Re: [PATCH 3/3] mm/mmu_gather: send tlb_remove_table_smp_sync IPI only to CPUs in kernel mode

From: David Hildenbrand
Date: Wed Apr 19 2023 - 07:31:53 EST


On 06.04.23 20:27, Peter Zijlstra wrote:
On Thu, Apr 06, 2023 at 05:51:52PM +0200, David Hildenbrand wrote:
On 06.04.23 17:02, Peter Zijlstra wrote:

DavidH, what do you thikn about reviving Jann's patches here:

https://bugs.chromium.org/p/project-zero/issues/detail?id=2365#c1

Those are far more invasive, but afaict they seem to do the right thing.

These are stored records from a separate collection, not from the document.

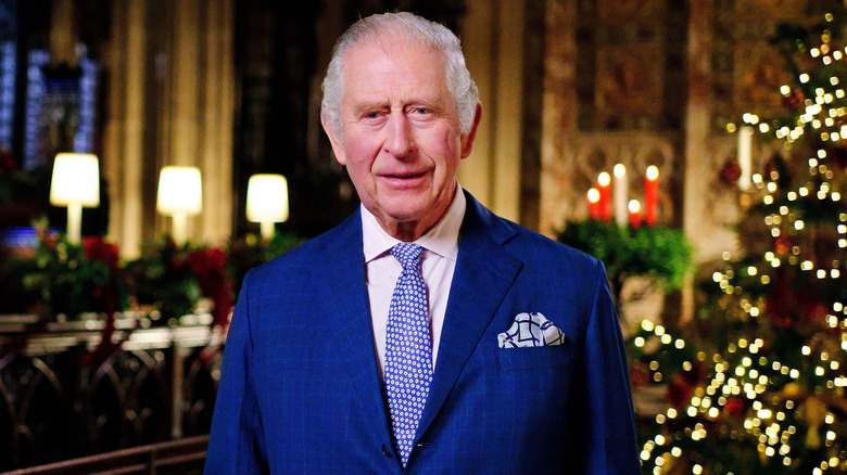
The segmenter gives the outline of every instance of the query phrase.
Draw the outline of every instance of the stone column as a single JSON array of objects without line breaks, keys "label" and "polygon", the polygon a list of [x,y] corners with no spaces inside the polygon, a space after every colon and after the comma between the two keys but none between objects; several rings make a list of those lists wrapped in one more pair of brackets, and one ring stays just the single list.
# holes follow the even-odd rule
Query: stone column
[{"label": "stone column", "polygon": [[170,13],[161,165],[200,168],[203,211],[189,219],[188,236],[220,243],[232,229],[233,3],[180,0]]},{"label": "stone column", "polygon": [[520,219],[524,2],[468,2],[463,47],[482,102],[482,123],[459,181],[496,214]]},{"label": "stone column", "polygon": [[232,229],[233,3],[207,0],[205,93],[202,101],[203,239],[222,242]]},{"label": "stone column", "polygon": [[[692,0],[688,17],[688,103],[685,111],[685,179],[682,209],[682,224],[685,234],[694,247],[699,246],[698,239],[708,236],[704,232],[707,221],[706,201],[712,161],[706,156],[709,151],[708,139],[711,125],[711,51],[715,10],[712,0]],[[680,320],[685,322],[694,317],[694,275],[688,274],[682,291]]]},{"label": "stone column", "polygon": [[[577,2],[548,0],[546,11],[539,228],[542,233],[551,234],[561,219],[561,203],[557,197],[561,195],[562,181],[558,177],[573,176],[562,164],[565,155],[573,153],[577,133]],[[567,182],[572,182],[572,178]]]},{"label": "stone column", "polygon": [[109,119],[103,140],[103,169],[109,179],[109,235],[121,243],[126,258],[141,249],[144,51],[147,9],[143,1],[112,3],[110,48],[104,54],[109,76]]}]

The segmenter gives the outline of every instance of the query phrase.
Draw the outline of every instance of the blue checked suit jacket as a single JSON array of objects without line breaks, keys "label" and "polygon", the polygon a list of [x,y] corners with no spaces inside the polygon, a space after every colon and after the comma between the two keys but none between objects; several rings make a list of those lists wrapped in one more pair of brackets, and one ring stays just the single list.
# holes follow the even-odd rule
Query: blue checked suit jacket
[{"label": "blue checked suit jacket", "polygon": [[[640,473],[603,265],[467,197],[405,473]],[[357,213],[246,275],[206,474],[404,473],[374,349],[361,222]],[[497,334],[523,311],[543,313],[566,344],[498,348]]]}]

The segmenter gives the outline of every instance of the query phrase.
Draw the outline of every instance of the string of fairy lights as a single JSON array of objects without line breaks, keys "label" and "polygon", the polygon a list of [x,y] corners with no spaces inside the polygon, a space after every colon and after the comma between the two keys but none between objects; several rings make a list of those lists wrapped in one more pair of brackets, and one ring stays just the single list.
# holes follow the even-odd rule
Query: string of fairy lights
[{"label": "string of fairy lights", "polygon": [[[825,20],[833,22],[834,16],[826,14]],[[806,183],[784,189],[778,170],[751,177],[755,193],[761,196],[761,203],[768,210],[764,226],[774,240],[785,239],[787,244],[782,252],[764,252],[763,260],[758,265],[744,265],[738,269],[731,253],[723,253],[723,266],[712,274],[712,280],[726,296],[734,296],[731,305],[735,307],[730,310],[747,319],[758,319],[767,309],[766,299],[747,295],[745,285],[767,288],[774,281],[773,272],[781,267],[794,266],[801,274],[821,283],[829,280],[837,284],[842,278],[844,249],[847,249],[847,213],[836,213],[832,248],[840,249],[840,254],[835,253],[838,258],[832,258],[831,253],[822,259],[814,246],[809,244],[816,238],[820,239],[814,234],[820,226],[804,219],[800,213],[804,208],[799,205],[814,198],[819,205],[829,204],[836,209],[842,205],[843,196],[837,183],[833,182],[836,174],[826,147],[838,142],[847,143],[847,107],[842,105],[847,92],[834,67],[826,66],[847,60],[847,48],[834,47],[831,34],[824,31],[821,44],[807,52],[820,61],[823,70],[830,72],[831,76],[829,85],[813,89],[812,98],[802,99],[799,89],[787,85],[780,88],[785,98],[800,98],[802,101],[798,104],[801,114],[796,121],[763,121],[755,114],[742,117],[746,126],[788,144],[809,133],[817,133],[821,143],[813,156],[808,158],[809,179]],[[800,73],[797,79],[801,85],[811,80],[807,73]],[[738,127],[729,124],[726,129],[735,132]],[[686,458],[691,473],[712,473],[707,461],[698,459],[697,454],[686,453],[685,448],[692,442],[705,440],[713,432],[720,432],[718,435],[729,436],[732,440],[754,444],[762,460],[769,459],[785,467],[796,465],[800,447],[805,447],[820,449],[820,453],[824,454],[812,471],[814,475],[833,470],[847,472],[847,434],[838,429],[846,423],[847,414],[847,400],[844,399],[844,388],[847,387],[847,301],[843,301],[844,293],[838,295],[835,301],[826,304],[825,321],[822,322],[837,336],[812,336],[799,348],[801,357],[798,356],[794,365],[781,361],[770,351],[772,342],[749,336],[732,339],[715,355],[698,351],[691,360],[684,360],[681,365],[683,371],[691,371],[694,364],[707,365],[706,381],[693,389],[690,400],[682,407],[670,407],[656,415],[660,433],[643,444],[641,459],[644,465],[652,466],[656,475],[670,471],[681,473],[677,461]],[[642,349],[652,348],[649,352],[654,358],[648,368],[656,383],[667,378],[656,355],[679,351],[687,345],[662,325],[647,320],[642,322],[633,344]]]}]

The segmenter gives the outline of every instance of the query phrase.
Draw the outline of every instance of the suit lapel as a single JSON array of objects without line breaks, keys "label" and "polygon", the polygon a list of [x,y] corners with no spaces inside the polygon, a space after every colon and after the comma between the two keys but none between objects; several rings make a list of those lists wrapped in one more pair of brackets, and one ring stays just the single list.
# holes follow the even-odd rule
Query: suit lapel
[{"label": "suit lapel", "polygon": [[435,419],[482,333],[522,267],[503,248],[516,232],[466,193],[456,270],[444,316],[435,372],[416,441]]},{"label": "suit lapel", "polygon": [[[365,261],[362,248],[362,218],[356,211],[337,228],[338,235],[327,240],[325,260],[315,275],[324,288],[324,303],[329,311],[329,328],[337,330],[338,357],[345,361],[353,393],[366,409],[368,427],[380,427],[381,440],[393,437],[388,409],[382,396],[382,381],[374,349]],[[316,303],[317,304],[317,303]]]}]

I recall seeing those while discussed on security@xxxxxxxxxx. What we
currently have was (IMHO for good reasons) deemed better to fix the issue,
especially when caring about backports and getting it right.

Yes, and I think that was the right call. However, we can now revisit
without having the pressure of a known defect and backport
considerations.

The alternative that was discussed in that context IIRC was to simply
allocate a fresh page table, place the fresh page table into the list
instead, and simply free the old page table (then using common machinery).

TBH, I'd wish (and recently raised) that we could just stop wasting memory
on page tables for THPs that are maybe never going to get PTE-mapped ... and
eventually just allocate on demand (with some caching?) and handle the
places where we're OOM and cannot PTE-map a THP in some descend way.

... instead of trying to figure out how to deal with these page tables we
cannot free but have to special-case simply because of GUP-fast.

Not keeping them around sounds good to me, but I'm not *that* familiar
with the THP code, most of that happened after I stopped tracking mm. So
I'm not sure how feasible is it.

But it does look entirely feasible to rework this page-table freeing
along the lines Jann did.

It's most probably more feasible, although the easiest would be to just allocate a fresh page table to deposit and free the old one using the mmu gatherer.

This way we can avoid the khugepaged of tlb_remove_table_smp_sync(), but not the tlb_remove_table_one() usage. I suspect khugepaged isn't really relevant in RT kernels (IIRC, most of RT setups disable THP completely).

tlb_remove_table_one() only triggers if __get_free_page(GFP_NOWAIT | __GFP_NOWARN); fails. IIUC, that can happen easily under memory pressure because it doesn't wait for direct reclaim.

I don't know much about RT workloads (so I'd appreciate some feedback), but I guess we can run int memory pressure as well due to some !rt housekeeping task on the system?

--
Thanks,

David / dhildenb